The government’s room for manoeuvre in the next five years will depend on the result of general election.


[1] Employment figures published by the Asian Productivity Organisation (APO) in September 2018.

[2] Fiscal year from April 1st to March 31st.

[3] Calculations based on new GDP series.

[4] In October 2018, fuel oil prices were cut to reduce pressure on household real incomes in the pre-election period.

[5] A better managed tax system has substantially increased the number of people paying income tax.

[6] Data based on the new GDP series published by India's CSO in January 2019.

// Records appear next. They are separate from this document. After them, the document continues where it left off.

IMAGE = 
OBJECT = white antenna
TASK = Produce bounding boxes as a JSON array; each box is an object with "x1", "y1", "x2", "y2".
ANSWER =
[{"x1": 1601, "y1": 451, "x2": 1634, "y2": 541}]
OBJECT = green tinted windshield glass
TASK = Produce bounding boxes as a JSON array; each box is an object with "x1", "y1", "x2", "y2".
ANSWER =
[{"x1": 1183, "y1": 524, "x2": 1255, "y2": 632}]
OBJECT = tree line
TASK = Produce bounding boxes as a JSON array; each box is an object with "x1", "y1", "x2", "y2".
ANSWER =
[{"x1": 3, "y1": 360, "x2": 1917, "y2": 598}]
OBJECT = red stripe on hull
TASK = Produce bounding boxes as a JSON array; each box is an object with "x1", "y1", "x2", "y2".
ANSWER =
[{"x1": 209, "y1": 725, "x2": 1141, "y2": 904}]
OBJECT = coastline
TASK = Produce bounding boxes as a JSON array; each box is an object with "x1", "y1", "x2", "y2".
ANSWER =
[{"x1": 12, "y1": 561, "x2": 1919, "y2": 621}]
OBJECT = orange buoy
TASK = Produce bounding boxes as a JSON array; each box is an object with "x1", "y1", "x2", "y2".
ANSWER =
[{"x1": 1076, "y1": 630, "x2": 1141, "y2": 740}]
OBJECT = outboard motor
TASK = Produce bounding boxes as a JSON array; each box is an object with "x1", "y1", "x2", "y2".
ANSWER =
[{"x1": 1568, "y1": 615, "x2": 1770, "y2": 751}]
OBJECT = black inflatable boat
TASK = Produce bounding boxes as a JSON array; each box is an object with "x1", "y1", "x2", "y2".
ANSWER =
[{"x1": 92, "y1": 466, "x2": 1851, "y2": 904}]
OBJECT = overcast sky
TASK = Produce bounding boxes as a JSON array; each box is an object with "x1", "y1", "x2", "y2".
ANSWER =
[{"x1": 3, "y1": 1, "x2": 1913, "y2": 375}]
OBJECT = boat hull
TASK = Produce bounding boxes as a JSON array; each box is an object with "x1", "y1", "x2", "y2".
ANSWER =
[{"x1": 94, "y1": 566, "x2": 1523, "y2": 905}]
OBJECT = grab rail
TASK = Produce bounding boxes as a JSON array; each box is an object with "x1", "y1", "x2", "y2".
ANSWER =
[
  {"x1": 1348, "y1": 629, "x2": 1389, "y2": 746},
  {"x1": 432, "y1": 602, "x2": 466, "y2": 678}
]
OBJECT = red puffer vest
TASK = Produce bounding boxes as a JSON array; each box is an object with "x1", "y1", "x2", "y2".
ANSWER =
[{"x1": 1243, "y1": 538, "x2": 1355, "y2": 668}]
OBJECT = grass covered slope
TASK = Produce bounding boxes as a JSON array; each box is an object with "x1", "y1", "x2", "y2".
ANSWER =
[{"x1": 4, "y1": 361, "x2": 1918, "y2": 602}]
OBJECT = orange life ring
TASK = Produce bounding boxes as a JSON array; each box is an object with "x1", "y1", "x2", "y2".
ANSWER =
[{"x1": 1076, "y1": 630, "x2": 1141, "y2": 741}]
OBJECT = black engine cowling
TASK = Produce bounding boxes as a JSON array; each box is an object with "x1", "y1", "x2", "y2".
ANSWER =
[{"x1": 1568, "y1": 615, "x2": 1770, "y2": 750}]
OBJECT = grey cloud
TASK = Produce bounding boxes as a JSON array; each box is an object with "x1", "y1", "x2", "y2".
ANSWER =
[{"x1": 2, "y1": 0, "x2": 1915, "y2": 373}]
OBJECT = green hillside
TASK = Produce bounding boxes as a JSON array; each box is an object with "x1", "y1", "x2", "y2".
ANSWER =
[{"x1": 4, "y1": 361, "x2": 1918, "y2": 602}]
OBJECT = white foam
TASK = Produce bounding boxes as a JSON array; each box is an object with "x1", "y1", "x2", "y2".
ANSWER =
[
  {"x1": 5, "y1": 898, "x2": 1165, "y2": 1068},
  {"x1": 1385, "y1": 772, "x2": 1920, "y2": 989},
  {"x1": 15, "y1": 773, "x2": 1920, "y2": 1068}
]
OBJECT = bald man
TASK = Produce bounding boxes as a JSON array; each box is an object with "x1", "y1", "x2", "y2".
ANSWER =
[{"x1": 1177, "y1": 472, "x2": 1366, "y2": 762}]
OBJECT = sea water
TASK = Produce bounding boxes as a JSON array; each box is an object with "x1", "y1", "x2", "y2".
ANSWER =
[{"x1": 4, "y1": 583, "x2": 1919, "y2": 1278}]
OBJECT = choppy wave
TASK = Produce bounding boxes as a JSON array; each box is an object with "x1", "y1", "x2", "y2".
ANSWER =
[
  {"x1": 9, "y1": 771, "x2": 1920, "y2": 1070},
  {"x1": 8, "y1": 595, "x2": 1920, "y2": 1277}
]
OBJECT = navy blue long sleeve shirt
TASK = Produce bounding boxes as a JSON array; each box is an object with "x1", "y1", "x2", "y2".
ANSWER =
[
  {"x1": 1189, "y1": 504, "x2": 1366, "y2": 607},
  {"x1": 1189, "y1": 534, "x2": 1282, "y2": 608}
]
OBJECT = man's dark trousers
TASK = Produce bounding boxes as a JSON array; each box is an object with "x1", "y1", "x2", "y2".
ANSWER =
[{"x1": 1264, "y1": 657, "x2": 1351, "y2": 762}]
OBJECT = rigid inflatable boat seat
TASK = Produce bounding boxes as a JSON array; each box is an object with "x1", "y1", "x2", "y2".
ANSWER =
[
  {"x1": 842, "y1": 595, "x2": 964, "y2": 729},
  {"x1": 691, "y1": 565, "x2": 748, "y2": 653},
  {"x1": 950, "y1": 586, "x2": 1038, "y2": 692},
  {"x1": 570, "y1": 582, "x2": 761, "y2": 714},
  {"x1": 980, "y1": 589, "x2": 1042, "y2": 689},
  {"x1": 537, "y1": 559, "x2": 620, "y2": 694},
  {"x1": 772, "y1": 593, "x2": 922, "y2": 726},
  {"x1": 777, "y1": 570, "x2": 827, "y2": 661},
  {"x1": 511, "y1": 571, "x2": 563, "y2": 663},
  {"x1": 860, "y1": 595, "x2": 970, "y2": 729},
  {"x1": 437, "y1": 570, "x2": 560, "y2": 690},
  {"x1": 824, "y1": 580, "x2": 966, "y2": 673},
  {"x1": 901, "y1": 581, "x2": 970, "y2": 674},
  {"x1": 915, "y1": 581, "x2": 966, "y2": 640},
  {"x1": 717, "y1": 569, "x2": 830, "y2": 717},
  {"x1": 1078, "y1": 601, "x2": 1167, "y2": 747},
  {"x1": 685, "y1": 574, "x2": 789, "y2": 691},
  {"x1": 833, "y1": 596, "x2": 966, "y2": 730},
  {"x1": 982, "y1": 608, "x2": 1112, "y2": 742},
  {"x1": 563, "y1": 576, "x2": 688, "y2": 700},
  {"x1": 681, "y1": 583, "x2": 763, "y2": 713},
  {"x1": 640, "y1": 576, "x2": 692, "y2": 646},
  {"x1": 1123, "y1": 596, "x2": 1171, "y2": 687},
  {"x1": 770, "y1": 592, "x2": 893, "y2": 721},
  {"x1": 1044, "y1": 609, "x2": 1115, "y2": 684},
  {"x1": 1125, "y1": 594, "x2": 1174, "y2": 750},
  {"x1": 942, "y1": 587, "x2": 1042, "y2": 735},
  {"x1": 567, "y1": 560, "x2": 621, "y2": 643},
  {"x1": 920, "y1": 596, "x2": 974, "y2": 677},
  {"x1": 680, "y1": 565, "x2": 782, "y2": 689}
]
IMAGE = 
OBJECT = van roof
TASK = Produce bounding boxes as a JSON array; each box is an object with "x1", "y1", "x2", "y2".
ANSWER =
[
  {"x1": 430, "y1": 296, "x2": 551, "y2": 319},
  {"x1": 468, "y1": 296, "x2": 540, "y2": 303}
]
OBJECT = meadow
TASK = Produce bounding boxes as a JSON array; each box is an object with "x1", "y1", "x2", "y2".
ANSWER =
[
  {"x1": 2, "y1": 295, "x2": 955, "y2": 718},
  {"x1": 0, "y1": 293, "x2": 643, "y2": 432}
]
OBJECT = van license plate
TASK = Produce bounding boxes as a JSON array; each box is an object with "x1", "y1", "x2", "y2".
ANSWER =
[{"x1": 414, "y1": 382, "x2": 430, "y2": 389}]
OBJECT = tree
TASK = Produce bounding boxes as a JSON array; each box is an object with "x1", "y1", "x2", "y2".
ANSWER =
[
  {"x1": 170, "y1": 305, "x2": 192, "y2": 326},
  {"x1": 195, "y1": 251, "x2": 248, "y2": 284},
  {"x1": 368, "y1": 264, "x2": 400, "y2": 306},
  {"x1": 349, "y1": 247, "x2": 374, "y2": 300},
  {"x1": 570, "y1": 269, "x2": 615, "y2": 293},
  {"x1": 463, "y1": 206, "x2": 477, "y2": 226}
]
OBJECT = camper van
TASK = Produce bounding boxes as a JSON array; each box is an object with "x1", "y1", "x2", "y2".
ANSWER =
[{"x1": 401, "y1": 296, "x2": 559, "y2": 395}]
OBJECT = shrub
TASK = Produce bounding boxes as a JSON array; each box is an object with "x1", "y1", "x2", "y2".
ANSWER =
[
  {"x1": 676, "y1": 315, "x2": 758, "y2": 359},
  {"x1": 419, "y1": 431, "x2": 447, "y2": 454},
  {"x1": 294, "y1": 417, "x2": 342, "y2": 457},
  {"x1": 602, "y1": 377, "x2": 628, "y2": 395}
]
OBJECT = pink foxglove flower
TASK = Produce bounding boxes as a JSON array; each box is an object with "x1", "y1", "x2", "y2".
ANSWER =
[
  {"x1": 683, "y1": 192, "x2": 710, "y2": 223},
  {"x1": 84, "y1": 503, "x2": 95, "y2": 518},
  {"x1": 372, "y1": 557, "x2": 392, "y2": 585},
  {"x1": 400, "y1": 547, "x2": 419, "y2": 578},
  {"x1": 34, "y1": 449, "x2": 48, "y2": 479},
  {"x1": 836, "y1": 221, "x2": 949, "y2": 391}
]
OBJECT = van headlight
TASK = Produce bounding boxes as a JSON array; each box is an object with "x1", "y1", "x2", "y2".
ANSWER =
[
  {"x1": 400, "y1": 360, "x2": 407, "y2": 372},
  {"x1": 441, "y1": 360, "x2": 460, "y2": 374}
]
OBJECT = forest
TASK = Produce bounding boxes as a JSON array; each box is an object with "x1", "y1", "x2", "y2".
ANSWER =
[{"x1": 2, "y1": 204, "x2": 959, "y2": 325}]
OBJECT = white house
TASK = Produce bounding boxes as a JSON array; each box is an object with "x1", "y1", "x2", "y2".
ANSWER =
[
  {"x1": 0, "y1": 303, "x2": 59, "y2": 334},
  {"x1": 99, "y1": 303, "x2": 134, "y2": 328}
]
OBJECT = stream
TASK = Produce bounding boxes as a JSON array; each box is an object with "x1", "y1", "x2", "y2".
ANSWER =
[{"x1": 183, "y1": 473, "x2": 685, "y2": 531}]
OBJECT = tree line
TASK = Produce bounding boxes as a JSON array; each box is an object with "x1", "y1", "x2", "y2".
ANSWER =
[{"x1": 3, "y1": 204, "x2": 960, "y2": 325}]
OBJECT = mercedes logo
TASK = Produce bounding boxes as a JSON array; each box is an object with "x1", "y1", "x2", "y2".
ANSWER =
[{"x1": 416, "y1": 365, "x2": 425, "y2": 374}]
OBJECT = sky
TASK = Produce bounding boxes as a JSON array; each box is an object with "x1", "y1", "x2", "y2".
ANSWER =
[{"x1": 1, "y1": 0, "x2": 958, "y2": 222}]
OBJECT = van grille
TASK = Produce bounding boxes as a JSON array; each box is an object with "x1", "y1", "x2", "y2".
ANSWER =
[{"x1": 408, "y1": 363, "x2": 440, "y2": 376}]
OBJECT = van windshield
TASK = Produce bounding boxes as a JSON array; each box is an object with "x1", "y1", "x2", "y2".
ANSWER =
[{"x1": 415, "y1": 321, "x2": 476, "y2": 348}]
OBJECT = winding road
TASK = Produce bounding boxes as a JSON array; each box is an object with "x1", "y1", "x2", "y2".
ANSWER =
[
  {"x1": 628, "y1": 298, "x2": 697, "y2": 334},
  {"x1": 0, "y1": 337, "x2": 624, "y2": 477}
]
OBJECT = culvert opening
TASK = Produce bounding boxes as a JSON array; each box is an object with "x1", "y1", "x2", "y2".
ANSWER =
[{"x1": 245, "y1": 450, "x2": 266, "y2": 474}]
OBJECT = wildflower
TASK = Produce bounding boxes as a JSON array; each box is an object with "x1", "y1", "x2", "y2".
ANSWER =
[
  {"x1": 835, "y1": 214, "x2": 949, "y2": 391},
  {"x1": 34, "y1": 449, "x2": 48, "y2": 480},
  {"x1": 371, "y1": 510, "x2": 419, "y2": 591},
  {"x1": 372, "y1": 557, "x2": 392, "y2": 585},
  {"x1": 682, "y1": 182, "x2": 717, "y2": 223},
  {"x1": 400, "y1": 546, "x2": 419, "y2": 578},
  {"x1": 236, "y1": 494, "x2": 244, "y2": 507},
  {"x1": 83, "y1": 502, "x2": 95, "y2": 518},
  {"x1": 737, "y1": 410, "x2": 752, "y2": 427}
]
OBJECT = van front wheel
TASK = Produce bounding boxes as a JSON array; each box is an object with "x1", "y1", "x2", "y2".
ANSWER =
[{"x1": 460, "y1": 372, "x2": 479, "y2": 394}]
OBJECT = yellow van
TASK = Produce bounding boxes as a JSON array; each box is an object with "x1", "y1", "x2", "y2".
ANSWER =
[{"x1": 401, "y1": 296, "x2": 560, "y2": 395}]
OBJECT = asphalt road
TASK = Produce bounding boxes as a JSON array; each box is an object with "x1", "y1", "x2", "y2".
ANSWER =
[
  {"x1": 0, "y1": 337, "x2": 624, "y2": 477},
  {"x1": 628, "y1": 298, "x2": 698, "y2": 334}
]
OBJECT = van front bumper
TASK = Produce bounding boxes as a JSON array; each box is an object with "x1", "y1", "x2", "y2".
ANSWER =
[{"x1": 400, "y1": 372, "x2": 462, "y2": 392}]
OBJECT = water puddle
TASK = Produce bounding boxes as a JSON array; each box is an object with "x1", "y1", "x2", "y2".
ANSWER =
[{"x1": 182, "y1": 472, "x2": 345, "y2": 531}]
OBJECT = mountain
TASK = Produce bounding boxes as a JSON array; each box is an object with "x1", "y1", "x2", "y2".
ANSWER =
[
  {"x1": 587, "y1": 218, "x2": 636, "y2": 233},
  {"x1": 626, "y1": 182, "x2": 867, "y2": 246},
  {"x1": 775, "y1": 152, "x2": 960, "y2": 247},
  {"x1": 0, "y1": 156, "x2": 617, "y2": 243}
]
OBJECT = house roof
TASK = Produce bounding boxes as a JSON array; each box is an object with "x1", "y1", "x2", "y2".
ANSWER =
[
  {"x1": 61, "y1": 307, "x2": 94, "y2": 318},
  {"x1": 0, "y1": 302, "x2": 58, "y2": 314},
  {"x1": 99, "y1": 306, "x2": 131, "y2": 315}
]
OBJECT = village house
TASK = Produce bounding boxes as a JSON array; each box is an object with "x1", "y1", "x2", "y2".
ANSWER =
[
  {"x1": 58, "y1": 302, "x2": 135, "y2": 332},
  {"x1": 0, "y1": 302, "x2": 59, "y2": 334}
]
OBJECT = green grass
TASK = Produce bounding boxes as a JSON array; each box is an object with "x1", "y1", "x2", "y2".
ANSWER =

[7] Andhra Pradesh and Telangana were the first states to announce partial forgiveness of farmers' debts in 2014. In 2016, they were joined by Tamil Nadu, and in 2017 by Maharashtra, Uttar Pradesh and Punjab. In 2018, first Rajasthan and Karnataka, then Assam, Chhattisgarh and Madhya Pradesh took similar measures after elections at the end of the year.

[8] It is now enough to obtain the agreement of 50% of creditors owed 60% of the loan.

[9] According to the Credit Suisse report dated 12/12/2018, NBFCs and HFCs were behind almost 60% of debt financing other than bank loans (loans granted by NBFCs and HFCs and debt securities issued by companies).

[10] For those two countries, FDI also remained stable in 2018 (figures up to the first half in Vietnam's case).

[11] Short-, medium- and long-term debt repayable in less than one year.